Rifabutin Disease Interactions

Clostridioides difficile-associated diarrhea (CDAD), formerly pseudomembranous colitis, has been reported with almost all antibacterial drugs and may range from mild diarrhea to fatal colitis. The most common culprits include clindamycin and lincomycin. Antibacterial therapy alters the normal flora of the colon, leading to overgrowth of C difficile, whose toxins A and B contribute to CDAD development. Morbidity and mortality are increased with hypertoxin-producing strains of C difficile; these infections can be resistant to antimicrobial therapy and may require colectomy. CDAD must be considered in all patients who present with diarrhea after antibacterial use. Since CDAD has been reported to occur more than 2 months after antibacterial use, careful medical history is necessary.
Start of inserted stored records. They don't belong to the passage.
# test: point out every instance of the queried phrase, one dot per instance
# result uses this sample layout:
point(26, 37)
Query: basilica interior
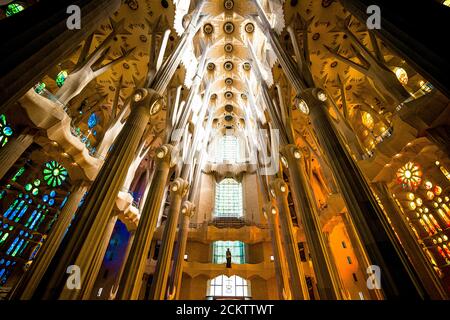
point(219, 149)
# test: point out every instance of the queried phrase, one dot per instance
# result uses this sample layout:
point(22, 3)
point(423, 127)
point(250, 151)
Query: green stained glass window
point(13, 8)
point(54, 173)
point(5, 130)
point(61, 78)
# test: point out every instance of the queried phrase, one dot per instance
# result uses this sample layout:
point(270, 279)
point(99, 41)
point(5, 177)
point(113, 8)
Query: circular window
point(228, 65)
point(228, 108)
point(228, 27)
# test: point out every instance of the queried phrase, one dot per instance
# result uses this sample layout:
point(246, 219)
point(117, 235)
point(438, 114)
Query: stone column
point(32, 60)
point(299, 288)
point(89, 280)
point(29, 282)
point(187, 211)
point(280, 273)
point(130, 284)
point(401, 32)
point(414, 251)
point(399, 277)
point(178, 189)
point(85, 238)
point(113, 293)
point(12, 151)
point(306, 208)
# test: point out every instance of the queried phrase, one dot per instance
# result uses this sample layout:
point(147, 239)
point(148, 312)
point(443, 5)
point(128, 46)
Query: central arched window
point(228, 199)
point(237, 249)
point(234, 286)
point(228, 149)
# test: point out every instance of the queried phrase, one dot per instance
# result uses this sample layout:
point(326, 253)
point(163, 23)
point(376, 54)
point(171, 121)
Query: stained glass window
point(237, 249)
point(92, 121)
point(40, 87)
point(13, 8)
point(61, 78)
point(54, 173)
point(5, 131)
point(228, 149)
point(234, 286)
point(409, 176)
point(228, 199)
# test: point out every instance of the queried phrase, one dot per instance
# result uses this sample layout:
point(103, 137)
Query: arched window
point(237, 249)
point(228, 201)
point(5, 131)
point(234, 286)
point(227, 149)
point(13, 8)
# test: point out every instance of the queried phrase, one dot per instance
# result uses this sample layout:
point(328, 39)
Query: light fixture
point(208, 28)
point(321, 95)
point(303, 106)
point(228, 66)
point(401, 75)
point(228, 48)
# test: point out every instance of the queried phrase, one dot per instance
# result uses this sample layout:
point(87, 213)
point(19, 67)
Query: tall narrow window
point(228, 149)
point(228, 199)
point(237, 249)
point(234, 286)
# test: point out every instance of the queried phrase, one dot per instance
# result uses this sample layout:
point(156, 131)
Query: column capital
point(291, 150)
point(188, 209)
point(147, 98)
point(278, 188)
point(179, 186)
point(165, 154)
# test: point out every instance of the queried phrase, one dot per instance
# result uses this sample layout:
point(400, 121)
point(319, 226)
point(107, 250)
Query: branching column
point(85, 238)
point(130, 284)
point(398, 276)
point(328, 285)
point(187, 211)
point(281, 275)
point(299, 288)
point(412, 248)
point(178, 190)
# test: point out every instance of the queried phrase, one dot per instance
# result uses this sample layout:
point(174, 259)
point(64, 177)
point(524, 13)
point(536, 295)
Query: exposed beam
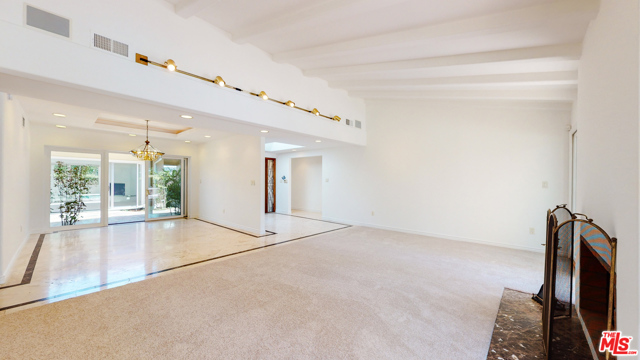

Therapy with broad-spectrum antibacterials and other agents with significant antibacterial activity should be administered cautiously in patients with history of gastrointestinal disease, particularly colitis; pseudomembranous colitis (generally characterized by severe, persistent diarrhea and severe abdominal cramps, and sometimes associated with the passage of blood and mucus), if it occurs, may be more severe in these patients and may be associated with flares in underlying disease activity. Antibacterial drugs not directed against C difficile may need to be stopped if CDAD is suspected or confirmed. Appropriate fluid and electrolyte management, protein supplementation, antibacterial treatment of C difficile, and surgical evaluation should be started as clinically indicated.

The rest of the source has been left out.